Apenas había terminado de hablar Madre Su cuando Su Man dijo:
—Bien, me iré. ¡Me voy ahora mismo! —Se limpió las lágrimas de la cara, sin preocuparse por las marcas en su mejilla, Su Man salió de la habitación, fue al dormitorio de Padre Su y Madre Su, recogió a su hijo dormido, lo envolvió firmemente en una pequeña manta, llamó a Wen Yue y a sus tres hermanas, y abandonó el hogar de la familia Su.
Calmando su mente, Su Man detuvo sus sollozos, diciéndose a sí misma que cuando tuviera la oportunidad, se vengaría de las humillaciones que había sufrido hoy a manos de Su Qing en la casa de los Su.
¡Nunca olvidaría la bofetada y el arañazo en su cara!
En la tenue sala de detención, Su Man apretó los labios, pensando en su situación actual, y no pudo evitar sentir resentimiento hacia Kang Li.
¿Era necesario enviarla a la comisaría solo por decir un par de palabras duras?
Una oleada de intenso odio brotó en sus ojos, Su Man apretó los dientes y murmuró en silencio: «Kang Li, ¡perra! ¡Ya verás cómo lloras y te lamentas el próximo año!». Los gemelos de diferente sexo de la familia Luo serán secuestrados por traficantes el próximo año, y ella no lo había olvidado.
El patio.
La familia Wen.
—¿Por qué no puedes manejar adecuadamente a Su Man cuando está tramando algo? —Wen Siyuan recibió la llamada telefónica de la Sra. Wen en cuanto salió del trabajo, y ella vino inmediatamente. Al entrar y ver a Wen Yue y sus tres hermanas junto con el nieto que Wen Siyuan sostenía, sintió que le venía un dolor de cabeza, y sin un buen tono, le habló a Wen Siyuan.
—He intentado manejarla —Wen Siyuan tiró de la comisura de su boca, sintiendo amargura—. Pero no sirvió de nada.
—¿No sirvió de nada?
La Sra. Wen frunció el ceño:
—¿No te hace caso?
Wen Siyuan:
—Acepta de palabra, pero luego vuelve a hacerlo.
—¿Entonces qué hacemos ahora? ¿Realmente esperas que cuide aquí a Wen Yue y a los cuatro hermanos?

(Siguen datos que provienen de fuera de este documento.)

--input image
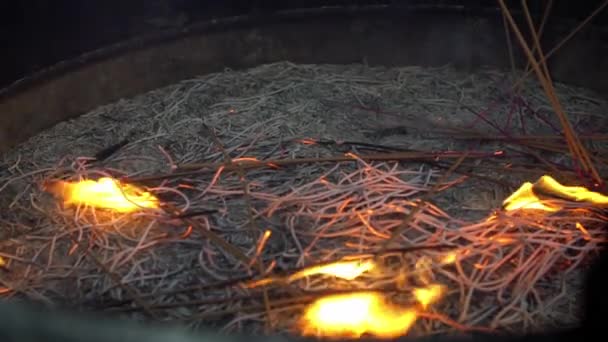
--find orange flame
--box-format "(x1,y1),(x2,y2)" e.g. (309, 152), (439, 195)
(534, 176), (608, 205)
(288, 260), (376, 282)
(503, 175), (608, 212)
(300, 284), (445, 338)
(47, 177), (159, 213)
(503, 182), (559, 212)
(300, 292), (417, 338)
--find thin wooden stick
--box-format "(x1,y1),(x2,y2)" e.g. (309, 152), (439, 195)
(127, 152), (500, 183)
(511, 0), (608, 89)
(498, 0), (602, 183)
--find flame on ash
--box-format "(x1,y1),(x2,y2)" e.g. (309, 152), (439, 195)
(300, 284), (446, 338)
(503, 175), (608, 212)
(300, 292), (417, 338)
(287, 260), (376, 282)
(534, 176), (608, 205)
(503, 182), (559, 212)
(47, 177), (159, 213)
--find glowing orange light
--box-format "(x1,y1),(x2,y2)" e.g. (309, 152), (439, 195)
(414, 284), (445, 309)
(503, 182), (559, 212)
(503, 175), (608, 212)
(576, 222), (591, 241)
(300, 292), (417, 338)
(288, 260), (376, 282)
(534, 176), (608, 205)
(414, 256), (433, 285)
(47, 177), (159, 213)
(441, 252), (457, 265)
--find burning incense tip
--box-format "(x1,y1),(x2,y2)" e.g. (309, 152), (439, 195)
(47, 177), (159, 213)
(300, 292), (417, 338)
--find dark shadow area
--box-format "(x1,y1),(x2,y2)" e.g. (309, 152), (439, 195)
(0, 0), (607, 88)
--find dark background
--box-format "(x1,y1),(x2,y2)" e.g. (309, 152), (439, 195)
(0, 0), (608, 88)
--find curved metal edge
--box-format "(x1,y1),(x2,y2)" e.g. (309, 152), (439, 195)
(0, 1), (604, 101)
(0, 4), (608, 153)
(0, 296), (582, 342)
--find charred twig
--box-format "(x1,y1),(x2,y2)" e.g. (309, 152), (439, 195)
(93, 139), (129, 162)
(121, 152), (502, 183)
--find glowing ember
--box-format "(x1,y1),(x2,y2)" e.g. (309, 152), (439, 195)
(503, 176), (608, 212)
(288, 260), (375, 282)
(414, 284), (445, 309)
(441, 252), (457, 265)
(47, 177), (159, 213)
(301, 292), (417, 338)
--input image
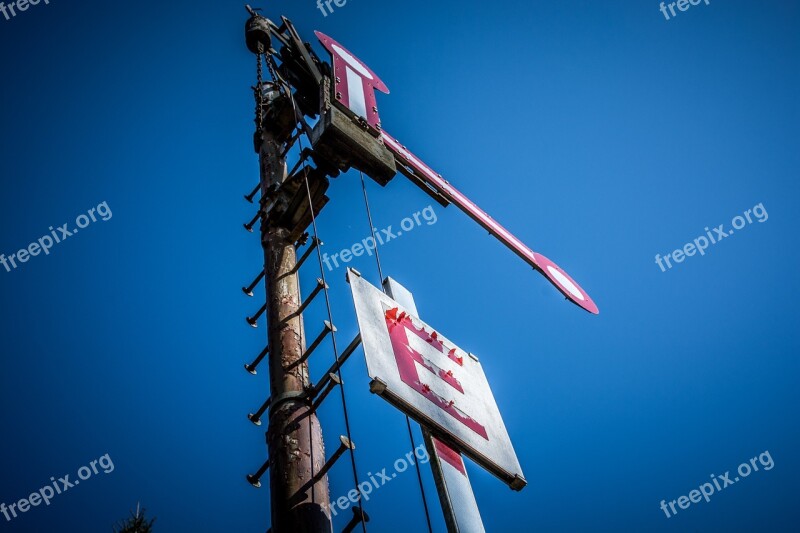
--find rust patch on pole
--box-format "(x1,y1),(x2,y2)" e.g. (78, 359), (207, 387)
(260, 127), (332, 533)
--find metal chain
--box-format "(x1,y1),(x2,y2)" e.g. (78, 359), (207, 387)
(256, 43), (264, 141)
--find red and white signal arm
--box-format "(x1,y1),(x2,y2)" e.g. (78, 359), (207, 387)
(347, 269), (527, 490)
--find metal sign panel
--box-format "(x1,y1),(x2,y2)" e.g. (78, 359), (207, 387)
(348, 269), (527, 490)
(383, 278), (486, 533)
(425, 432), (486, 533)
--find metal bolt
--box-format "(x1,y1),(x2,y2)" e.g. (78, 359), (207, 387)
(246, 304), (267, 328)
(287, 320), (336, 368)
(242, 270), (267, 298)
(247, 396), (272, 426)
(308, 374), (342, 411)
(342, 507), (369, 533)
(244, 346), (269, 376)
(314, 435), (356, 479)
(244, 209), (262, 233)
(247, 459), (269, 489)
(296, 279), (328, 315)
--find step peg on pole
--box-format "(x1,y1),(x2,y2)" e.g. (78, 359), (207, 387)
(308, 374), (342, 412)
(342, 507), (369, 533)
(247, 459), (269, 489)
(295, 279), (328, 315)
(247, 396), (272, 426)
(245, 303), (267, 328)
(244, 183), (261, 204)
(244, 345), (269, 376)
(287, 320), (336, 368)
(242, 269), (267, 298)
(294, 231), (308, 249)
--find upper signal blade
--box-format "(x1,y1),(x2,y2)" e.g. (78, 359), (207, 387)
(382, 131), (600, 315)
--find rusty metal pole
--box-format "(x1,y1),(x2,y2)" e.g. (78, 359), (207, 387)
(259, 127), (332, 533)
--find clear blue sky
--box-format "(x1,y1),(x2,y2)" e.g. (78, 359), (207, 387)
(0, 0), (800, 533)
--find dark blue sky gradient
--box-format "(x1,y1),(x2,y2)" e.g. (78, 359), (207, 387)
(0, 0), (800, 533)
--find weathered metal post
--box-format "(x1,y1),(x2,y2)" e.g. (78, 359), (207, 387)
(245, 7), (332, 533)
(260, 132), (332, 533)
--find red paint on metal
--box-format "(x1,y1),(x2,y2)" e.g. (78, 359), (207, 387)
(431, 437), (467, 476)
(382, 131), (599, 314)
(314, 31), (389, 129)
(385, 308), (489, 440)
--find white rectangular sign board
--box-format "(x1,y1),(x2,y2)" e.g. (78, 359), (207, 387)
(348, 270), (526, 490)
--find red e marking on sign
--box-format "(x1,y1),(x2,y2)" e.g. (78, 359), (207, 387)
(314, 31), (389, 129)
(385, 307), (489, 440)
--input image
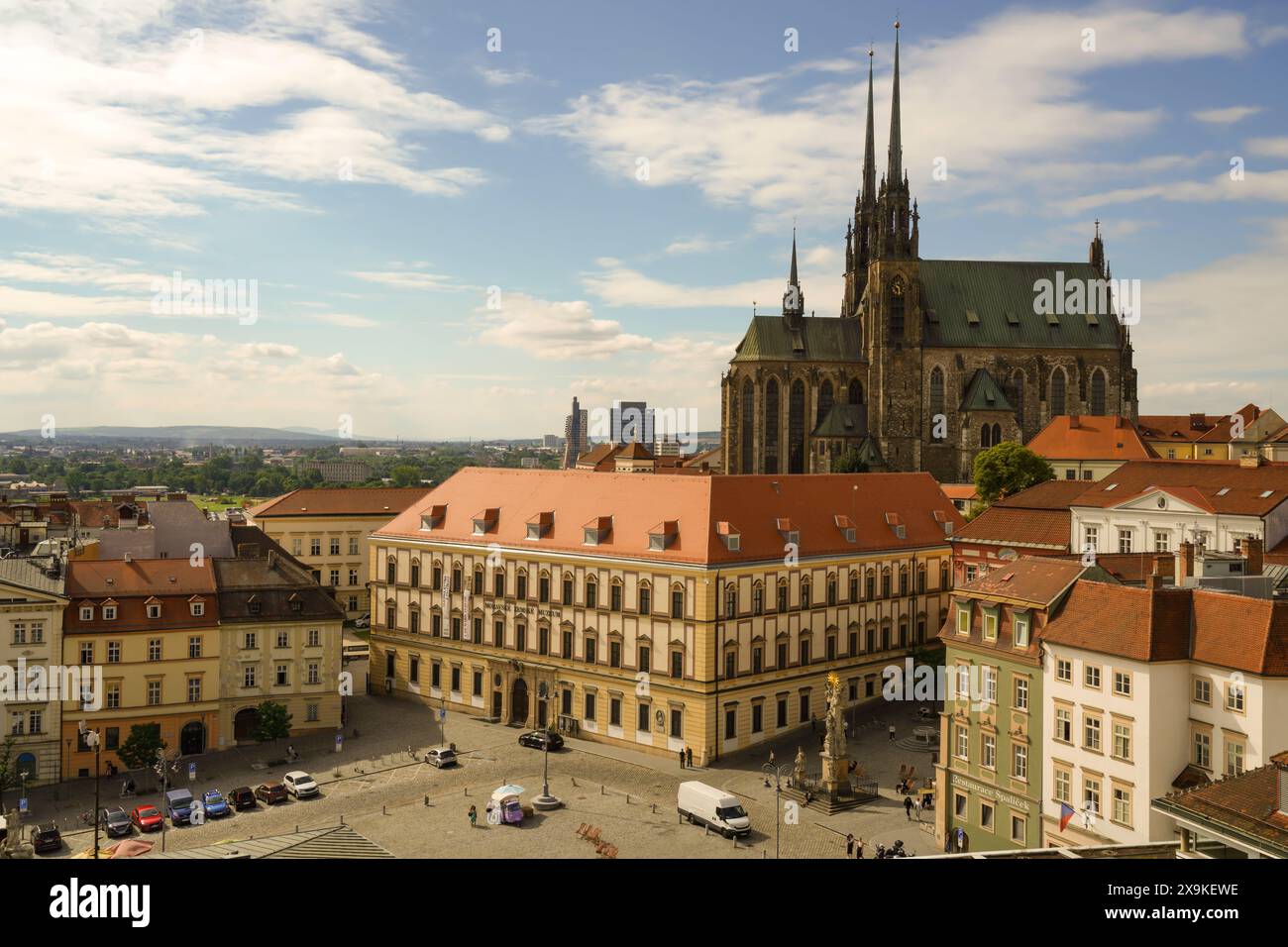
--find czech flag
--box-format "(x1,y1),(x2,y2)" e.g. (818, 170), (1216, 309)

La Sra. Wen no había esperado que Su Man fuera tan problemática, dado que específicamente había preguntado antes y escuchado que ambas hijas de la familia Su eran buenas, y que Su Man y su hijo Siyuan habían estado viviendo bastante bien después de su matrimonio. ¿Por qué entonces se había vuelto repentinamente problemática, acabando en una comisaría?
—Tengo que volver a la oficina temprano mañana por la mañana.

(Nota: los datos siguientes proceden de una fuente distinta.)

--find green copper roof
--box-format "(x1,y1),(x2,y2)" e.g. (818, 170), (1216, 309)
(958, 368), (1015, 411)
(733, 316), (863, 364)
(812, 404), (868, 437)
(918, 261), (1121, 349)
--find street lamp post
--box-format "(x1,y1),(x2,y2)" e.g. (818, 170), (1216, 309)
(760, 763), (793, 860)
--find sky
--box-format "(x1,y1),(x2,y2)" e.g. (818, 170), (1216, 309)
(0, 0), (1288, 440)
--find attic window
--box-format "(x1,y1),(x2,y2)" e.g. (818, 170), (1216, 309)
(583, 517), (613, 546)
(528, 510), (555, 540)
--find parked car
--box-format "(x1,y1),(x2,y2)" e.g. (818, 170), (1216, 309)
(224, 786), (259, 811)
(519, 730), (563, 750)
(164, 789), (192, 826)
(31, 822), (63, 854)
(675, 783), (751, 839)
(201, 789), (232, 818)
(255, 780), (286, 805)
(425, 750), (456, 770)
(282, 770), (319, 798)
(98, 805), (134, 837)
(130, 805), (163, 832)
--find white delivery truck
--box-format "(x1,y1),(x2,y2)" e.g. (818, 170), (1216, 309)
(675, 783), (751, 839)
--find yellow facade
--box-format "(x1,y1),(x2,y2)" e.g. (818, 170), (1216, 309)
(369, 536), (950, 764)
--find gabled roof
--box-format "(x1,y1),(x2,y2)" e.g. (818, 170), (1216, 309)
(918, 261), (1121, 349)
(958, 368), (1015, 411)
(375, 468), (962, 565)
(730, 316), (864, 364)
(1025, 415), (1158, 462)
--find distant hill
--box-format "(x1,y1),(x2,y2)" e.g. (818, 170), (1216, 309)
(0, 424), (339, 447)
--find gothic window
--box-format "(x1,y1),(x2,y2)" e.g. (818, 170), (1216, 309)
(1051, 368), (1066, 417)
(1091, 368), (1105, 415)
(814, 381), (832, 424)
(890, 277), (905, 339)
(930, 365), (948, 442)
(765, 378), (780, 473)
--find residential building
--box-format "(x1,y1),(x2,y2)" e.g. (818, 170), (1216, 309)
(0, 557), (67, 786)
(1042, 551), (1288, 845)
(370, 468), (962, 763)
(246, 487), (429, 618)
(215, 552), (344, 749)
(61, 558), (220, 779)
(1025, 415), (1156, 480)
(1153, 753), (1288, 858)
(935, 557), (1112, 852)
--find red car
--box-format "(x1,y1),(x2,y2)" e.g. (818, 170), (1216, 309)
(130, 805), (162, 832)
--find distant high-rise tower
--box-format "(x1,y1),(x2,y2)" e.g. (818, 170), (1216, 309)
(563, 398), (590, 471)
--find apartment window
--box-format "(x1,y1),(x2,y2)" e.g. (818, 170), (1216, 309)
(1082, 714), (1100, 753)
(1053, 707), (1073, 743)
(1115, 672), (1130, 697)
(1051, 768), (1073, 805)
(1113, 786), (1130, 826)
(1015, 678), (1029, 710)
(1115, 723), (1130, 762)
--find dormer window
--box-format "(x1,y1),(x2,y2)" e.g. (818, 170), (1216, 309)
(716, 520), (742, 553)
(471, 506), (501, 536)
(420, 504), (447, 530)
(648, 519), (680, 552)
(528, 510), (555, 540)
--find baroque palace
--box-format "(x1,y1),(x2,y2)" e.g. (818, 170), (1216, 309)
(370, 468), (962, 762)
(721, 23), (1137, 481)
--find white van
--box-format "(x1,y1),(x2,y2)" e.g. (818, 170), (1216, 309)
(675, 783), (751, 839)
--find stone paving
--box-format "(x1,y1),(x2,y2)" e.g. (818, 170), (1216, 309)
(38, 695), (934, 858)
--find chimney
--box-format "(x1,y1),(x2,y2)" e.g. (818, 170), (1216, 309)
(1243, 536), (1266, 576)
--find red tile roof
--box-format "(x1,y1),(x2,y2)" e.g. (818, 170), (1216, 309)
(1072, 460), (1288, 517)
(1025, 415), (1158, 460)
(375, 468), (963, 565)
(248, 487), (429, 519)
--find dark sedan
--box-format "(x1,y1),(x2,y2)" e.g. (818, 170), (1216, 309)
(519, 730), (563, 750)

Al escuchar esto de Wen Siyuan, la Sra. Wen preguntó:
—¿Necesitas que me quede aquí unos días?
—Tres días, Su Man puede salir después de tres días.
—¿Descubriste por qué andaba insultando y calumniando a otros sin razón aparente?
—Le pregunté, dijo que no había una razón en particular.
—¿Se ha vuelto loca como un perro rabioso?
…
—Está bien, vigila a los niños. Iré a la cocina y cocinaré algo para todos ustedes.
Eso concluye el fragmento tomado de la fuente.